International Sites and Duplicate Content
-
Hello,
I am working on a project where have some doubts regarding the structure of international sites and multi languages.Website is in the fashion industry. I think is a common problem for this industry. Website is translated in 5 languages and sell in 21 countries.
As you can imagine this create a huge number of urls, so much that with ScreamingFrog I cant even complete the crawling.
Perhaps the UK site is visible in all those versions
http://www.MyDomain.com/en/GB/
http://www.MyDomain.com/it/GB/
http://www.MyDomain.com/fr/GB/
http://www.MyDomain.com/de/GB/
http://www.MyDomain.com/es/GB/
Obviously for SEO only the first version is important
One other example, the French site is available in 5 languages and again...
http://www.MyDomain.com/fr/FR/
http://www.MyDomain.com/en/FR/
http://www.MyDomain.com/it/FR/
http://www.MyDomain.com/de/FR/
http://www.MyDomain.com/es/FR/
And so on...this is creating 3 issues mainly:
-
Endless crawling - with crawlers not focusing on most important pages
-
Duplication of content
-
Wrong GEO urls ranking in Google
I have already implemented href lang but didn't noticed any improvements. Therefore my question is
Should I exclude with "robots.txt" and "no index" the non appropriate targeting?

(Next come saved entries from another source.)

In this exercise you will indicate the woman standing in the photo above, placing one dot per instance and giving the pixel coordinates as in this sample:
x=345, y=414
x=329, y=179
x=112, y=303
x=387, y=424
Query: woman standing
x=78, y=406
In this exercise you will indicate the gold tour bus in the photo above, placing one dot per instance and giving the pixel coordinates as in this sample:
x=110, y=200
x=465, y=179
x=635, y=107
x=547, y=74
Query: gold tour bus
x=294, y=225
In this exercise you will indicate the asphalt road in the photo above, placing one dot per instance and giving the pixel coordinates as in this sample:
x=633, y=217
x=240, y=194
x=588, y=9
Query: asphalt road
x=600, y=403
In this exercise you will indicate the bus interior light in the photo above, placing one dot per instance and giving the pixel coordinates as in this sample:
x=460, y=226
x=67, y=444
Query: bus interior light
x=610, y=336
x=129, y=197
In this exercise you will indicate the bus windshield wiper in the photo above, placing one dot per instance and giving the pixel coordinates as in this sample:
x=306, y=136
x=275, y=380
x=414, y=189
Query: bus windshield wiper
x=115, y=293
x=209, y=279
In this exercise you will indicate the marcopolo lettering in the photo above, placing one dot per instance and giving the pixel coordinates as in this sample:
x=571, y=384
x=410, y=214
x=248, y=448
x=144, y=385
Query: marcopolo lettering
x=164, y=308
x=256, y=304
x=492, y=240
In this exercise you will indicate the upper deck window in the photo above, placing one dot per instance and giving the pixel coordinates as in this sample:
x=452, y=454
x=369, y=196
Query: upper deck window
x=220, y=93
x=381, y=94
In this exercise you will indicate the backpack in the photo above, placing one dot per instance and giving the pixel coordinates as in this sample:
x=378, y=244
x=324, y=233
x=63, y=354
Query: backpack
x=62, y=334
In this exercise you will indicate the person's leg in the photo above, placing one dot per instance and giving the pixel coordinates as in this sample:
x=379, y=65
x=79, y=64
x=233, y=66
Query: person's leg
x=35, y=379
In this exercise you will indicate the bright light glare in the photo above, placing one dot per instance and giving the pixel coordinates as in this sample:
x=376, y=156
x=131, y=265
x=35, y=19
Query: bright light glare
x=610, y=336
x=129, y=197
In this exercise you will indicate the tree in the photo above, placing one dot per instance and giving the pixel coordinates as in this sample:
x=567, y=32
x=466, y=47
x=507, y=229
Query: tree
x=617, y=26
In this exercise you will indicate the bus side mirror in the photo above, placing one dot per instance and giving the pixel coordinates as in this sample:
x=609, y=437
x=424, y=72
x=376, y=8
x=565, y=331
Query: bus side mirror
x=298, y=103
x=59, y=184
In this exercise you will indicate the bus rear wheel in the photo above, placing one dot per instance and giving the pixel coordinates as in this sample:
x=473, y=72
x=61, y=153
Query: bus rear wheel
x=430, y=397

Perhaps for UK leave crawable just English version i.e. http://www.MyDomain.com/en/GB/, for France just the French version http://www.MyDomain.com/fr/FR/ and so on
What I would like to get doing this is to have the crawlers more focused on the important SEO pages, avoid content duplication and wrong urls rankings on local Google
Please comment
-
-
Hey Guido, don't know if it's the best solution, but could be a temporary fix until the best solution is in place. I suggest to move forward with proper HREF LANG tagging or definitely delete those irrelevant languages. Try to do what I said before about validate each country/language and submit a sitemap.xml reflecting that folder to see crawl and index stats pero country/language. Add a sitemap index and obviously validate your entire domain. Just block in the robots.txt unnecessary folders, like images, js libraries, etc. to save crawl budget to your domain.
Let me know if you have another doubt
-
Thank you Antonio, insightful and clear.
There is really not a need of EN versions of localized sites, I think has been done more as was easier to implement (original site is EN-US).

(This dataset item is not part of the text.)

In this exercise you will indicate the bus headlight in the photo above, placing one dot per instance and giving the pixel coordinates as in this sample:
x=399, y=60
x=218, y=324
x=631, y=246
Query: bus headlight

Don't you think robots and noindex EN version of localized sites could be the best solution? for sure is the easier one to implement without affecting UX.
-
Don't know why you have a UK oriented site for German and Italian people, I think is not important those languages in a country mainly English speaking (not US for example, there you must have a Spanish version, or in Canada for English and French). The owner must have their reasons.
Besides this, about your questions:
- If those non-relevant languages must live there, it's correct to implement HREF LANG (may take some time to show results). Also, if the domain is gTLD, you can validate all the subfolders in Google Search Console and choose the proper International targeting. With the ammount of languages and countries I imagine this might be a pain in the ***.

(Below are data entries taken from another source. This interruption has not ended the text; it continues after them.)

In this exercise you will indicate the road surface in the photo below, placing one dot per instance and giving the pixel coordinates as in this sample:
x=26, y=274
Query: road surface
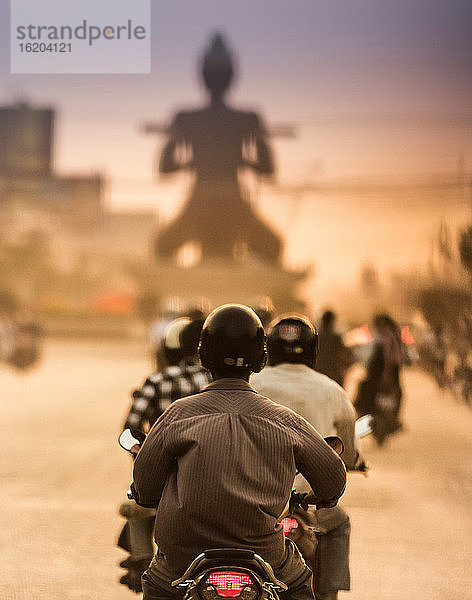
x=63, y=476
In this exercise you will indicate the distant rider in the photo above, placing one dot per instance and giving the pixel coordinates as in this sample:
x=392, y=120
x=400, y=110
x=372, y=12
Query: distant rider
x=380, y=393
x=182, y=376
x=291, y=380
x=334, y=358
x=220, y=465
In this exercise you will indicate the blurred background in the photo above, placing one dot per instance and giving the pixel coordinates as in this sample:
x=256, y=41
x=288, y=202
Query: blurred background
x=366, y=112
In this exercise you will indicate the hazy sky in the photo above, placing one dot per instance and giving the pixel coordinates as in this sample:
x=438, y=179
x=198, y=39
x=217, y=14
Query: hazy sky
x=373, y=87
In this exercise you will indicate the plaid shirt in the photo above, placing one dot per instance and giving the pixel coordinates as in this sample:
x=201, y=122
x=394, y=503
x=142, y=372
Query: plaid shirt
x=161, y=389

- About the crawling, for large sitesI recommend to crawl per language. If neccesary, per language-country. In this instance I recommend to create a sitemap XML per language or language-country for just HTML pages (hopefully dynamically updated by the e-commerce), create a Sitemap Index in the root of the domain and submit them in Google Search Console (better if you validated the languages or language-country). With this you can answer the question if some language or country are being not indexed with the Submited/Indexed stadistics of GSC.
- Maybe the robots.txt might save your crawl budget, but I'm not a fan of de-index if those folders are truly not relevant (after all, there should be a italian living in UK. If you can't delete the irrelevant langauges for some countries, this can be an option
Got a burning SEO question?
Subscribe to Moz Pro to gain full access to Q&A, answer questions, and ask your own.
Browse Questions
Explore more categories
-
Moz Tools
Chat with the community about the Moz tools.
-
SEO Tactics
Discuss the SEO process with fellow marketers
-
Community
Discuss industry events, jobs, and news!
-
Digital Marketing
Chat about tactics outside of SEO
-
Research & Trends
Dive into research and trends in the search industry.
-
Support
Connect on product support and feature requests.
Related Questions
-
Web Site Migration - Time to Google indexing
Soon we will do a website migration .com.br to .com/pt-br. Wi will do this migration when we have with lower traffic. Trying to follow Google Guidelines, applying the 301 redirect, sitemap etc... I would like to know, how long time the Google generally will use to transfering the relevance of .com.br to .com/pt-br/ using redirect 301?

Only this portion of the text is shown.